I dont see the banks going with  your idea.

Also share the concerns of others regarding a carreer as a barrister. Getting assignments is difficult and getting paid is not easy either and i think you are being very optimistic thinking you only need a 24 month mortgage holiday.


----------



## niceoneted (20 Mar 2010)

Could you not have saved the mortgage payments for when you wouldn't have an income coming in? 
Is there a possibility that you could agree going interest only and then renting out some rooms to get this money in?
I went back to college 2 yrs ago and intended taking a career break to try out in the new area so had saved 2 yrs worth of mortgage payments guaranteed bills. Can you put off your training until this is done.


----------



## Brendan Burgess (20 Mar 2010)

niceoneted said:


> Could you not have saved the mortgage payments for when you wouldn't have an income coming in?
> Is there a possibility that you could agree going interest only and then renting out some rooms to get this money in?
> I went back to college 2 yrs ago and intended taking a career break to try out in the new area so had saved 2 yrs worth of mortgage payments guaranteed bills. Can you put off your training until this is done.

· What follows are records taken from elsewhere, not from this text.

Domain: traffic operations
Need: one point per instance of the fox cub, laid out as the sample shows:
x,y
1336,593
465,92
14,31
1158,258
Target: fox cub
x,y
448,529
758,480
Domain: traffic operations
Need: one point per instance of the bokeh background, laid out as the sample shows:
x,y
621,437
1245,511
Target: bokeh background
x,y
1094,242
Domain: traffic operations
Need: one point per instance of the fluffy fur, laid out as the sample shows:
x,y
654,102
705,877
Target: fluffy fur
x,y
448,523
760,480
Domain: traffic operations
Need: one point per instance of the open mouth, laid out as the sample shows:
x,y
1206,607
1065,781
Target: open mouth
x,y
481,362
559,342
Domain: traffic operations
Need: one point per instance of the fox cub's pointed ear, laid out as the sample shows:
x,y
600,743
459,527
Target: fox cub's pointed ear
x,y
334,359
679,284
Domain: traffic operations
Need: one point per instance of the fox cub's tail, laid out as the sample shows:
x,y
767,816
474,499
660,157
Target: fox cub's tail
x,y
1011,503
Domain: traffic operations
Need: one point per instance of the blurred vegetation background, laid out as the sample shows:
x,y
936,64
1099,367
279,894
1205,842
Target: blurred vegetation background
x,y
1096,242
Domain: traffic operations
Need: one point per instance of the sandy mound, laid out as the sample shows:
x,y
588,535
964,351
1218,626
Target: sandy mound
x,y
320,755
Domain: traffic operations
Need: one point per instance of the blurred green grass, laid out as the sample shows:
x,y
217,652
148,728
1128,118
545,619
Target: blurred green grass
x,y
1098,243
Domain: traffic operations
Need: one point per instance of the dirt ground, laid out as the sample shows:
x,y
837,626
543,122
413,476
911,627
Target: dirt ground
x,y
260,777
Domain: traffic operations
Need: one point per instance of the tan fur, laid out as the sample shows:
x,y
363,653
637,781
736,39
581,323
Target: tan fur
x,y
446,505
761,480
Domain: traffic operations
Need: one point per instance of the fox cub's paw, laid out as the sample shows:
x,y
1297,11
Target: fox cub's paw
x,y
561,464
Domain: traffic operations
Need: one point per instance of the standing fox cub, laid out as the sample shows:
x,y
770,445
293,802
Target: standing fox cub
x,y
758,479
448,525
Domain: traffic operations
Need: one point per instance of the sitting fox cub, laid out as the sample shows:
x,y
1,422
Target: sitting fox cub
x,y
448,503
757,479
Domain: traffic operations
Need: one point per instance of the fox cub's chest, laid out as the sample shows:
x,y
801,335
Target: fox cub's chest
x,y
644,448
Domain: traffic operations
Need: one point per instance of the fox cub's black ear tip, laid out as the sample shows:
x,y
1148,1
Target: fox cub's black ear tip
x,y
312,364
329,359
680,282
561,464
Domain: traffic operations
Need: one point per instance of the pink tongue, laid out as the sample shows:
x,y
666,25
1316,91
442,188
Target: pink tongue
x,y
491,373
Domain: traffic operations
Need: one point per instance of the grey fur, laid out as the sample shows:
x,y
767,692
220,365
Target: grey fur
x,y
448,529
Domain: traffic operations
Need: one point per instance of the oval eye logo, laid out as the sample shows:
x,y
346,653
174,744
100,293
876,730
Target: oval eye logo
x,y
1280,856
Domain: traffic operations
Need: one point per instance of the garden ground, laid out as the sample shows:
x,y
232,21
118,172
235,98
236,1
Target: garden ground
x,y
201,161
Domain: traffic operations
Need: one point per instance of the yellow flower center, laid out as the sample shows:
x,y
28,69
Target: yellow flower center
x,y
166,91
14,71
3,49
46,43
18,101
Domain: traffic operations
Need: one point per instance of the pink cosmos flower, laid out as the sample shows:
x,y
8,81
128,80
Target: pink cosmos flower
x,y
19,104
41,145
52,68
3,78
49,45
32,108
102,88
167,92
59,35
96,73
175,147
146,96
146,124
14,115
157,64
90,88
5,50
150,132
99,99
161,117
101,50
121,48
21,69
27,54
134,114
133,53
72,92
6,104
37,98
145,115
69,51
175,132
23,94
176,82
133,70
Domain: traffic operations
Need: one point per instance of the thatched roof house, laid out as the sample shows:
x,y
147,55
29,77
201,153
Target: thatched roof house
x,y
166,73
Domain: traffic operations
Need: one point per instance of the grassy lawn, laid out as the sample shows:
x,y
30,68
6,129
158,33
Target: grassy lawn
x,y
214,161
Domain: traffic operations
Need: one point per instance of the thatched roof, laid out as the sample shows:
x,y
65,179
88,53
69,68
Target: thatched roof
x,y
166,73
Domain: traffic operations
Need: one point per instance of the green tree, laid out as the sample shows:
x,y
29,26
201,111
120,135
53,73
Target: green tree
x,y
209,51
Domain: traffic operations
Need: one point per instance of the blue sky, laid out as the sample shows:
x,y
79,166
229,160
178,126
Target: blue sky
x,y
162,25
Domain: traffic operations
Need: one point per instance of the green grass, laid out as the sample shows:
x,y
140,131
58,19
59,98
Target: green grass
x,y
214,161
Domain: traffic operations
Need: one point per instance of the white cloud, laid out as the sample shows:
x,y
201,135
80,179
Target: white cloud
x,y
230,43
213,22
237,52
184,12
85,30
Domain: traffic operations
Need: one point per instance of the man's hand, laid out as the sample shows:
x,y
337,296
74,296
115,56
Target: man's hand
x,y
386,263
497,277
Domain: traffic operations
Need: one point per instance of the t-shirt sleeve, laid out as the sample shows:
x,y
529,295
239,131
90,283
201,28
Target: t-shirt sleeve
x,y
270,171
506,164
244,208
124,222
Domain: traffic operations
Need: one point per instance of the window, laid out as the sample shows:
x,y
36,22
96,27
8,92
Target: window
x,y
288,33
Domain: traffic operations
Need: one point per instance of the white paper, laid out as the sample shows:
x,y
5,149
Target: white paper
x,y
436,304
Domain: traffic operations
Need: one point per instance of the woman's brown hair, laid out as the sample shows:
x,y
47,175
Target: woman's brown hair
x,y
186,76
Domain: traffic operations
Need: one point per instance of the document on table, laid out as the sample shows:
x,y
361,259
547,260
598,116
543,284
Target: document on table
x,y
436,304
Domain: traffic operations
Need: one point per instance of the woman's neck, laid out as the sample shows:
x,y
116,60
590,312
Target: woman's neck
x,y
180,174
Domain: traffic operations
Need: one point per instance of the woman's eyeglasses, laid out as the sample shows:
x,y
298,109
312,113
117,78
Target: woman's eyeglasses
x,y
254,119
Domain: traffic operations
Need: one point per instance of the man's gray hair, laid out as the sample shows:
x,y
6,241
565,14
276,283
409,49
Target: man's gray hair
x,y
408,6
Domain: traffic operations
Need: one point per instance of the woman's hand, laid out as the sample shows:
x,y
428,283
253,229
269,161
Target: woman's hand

+1 . This is the right way to do it.


----------



## madfella65 (23 Mar 2010)

Brendan said:


> Did you not think about this before deciding to quit your job and go to College?


 
That's helpful - from a mod too!!!!
I suggest you speak to your bank and see can you reach an amicable agreement on payments - they may not be too willing - but you will never know until you ask.


----------



## Allen (23 Mar 2010)

You need to get a loan to cover the 2 years mortgage payments.  I don't know how keen banks are to gove loans for educational purposes these days but you can ask.


----------



## Sutton1 (23 Mar 2010)

Thank you for all the replies.

I have written to the bank and we'll see what happens!


----------



## SteveW9 (23 Mar 2010)

Sutton1 said:


> Thank you for all the replies.
> 
> I have written to the bank and we'll see what happens!


 
I would be amazed if they agree to no payments for 2 years. 

Is it possible to do this course at night while also keeping your job?


----------



## Robin Banks (23 Mar 2010)

Look I've paid my mortgage without fail for two consecutive months, now I need seven years off because I'm going to be a doctor to help people, like Harold Shipman.

Anyway I heard Anglo let Seanie off the hook for 7 million this weekend which is an order of magnitude more than I'll earn in my entire career, so I assume a few hundred k from me won't be missed either.

Fair is fair.


----------



## Wishes (23 Mar 2010)

There are people out there genuinely struggling and are not being helped by banks. 

It will be good to hear the outcome of the OP's request.


----------



## Sutton1 (23 Mar 2010)

I'll let you know the outcome!


----------



## rustbucket (29 Mar 2010)

Id be interested to hear how you get on on what their response is. Best of luck


----------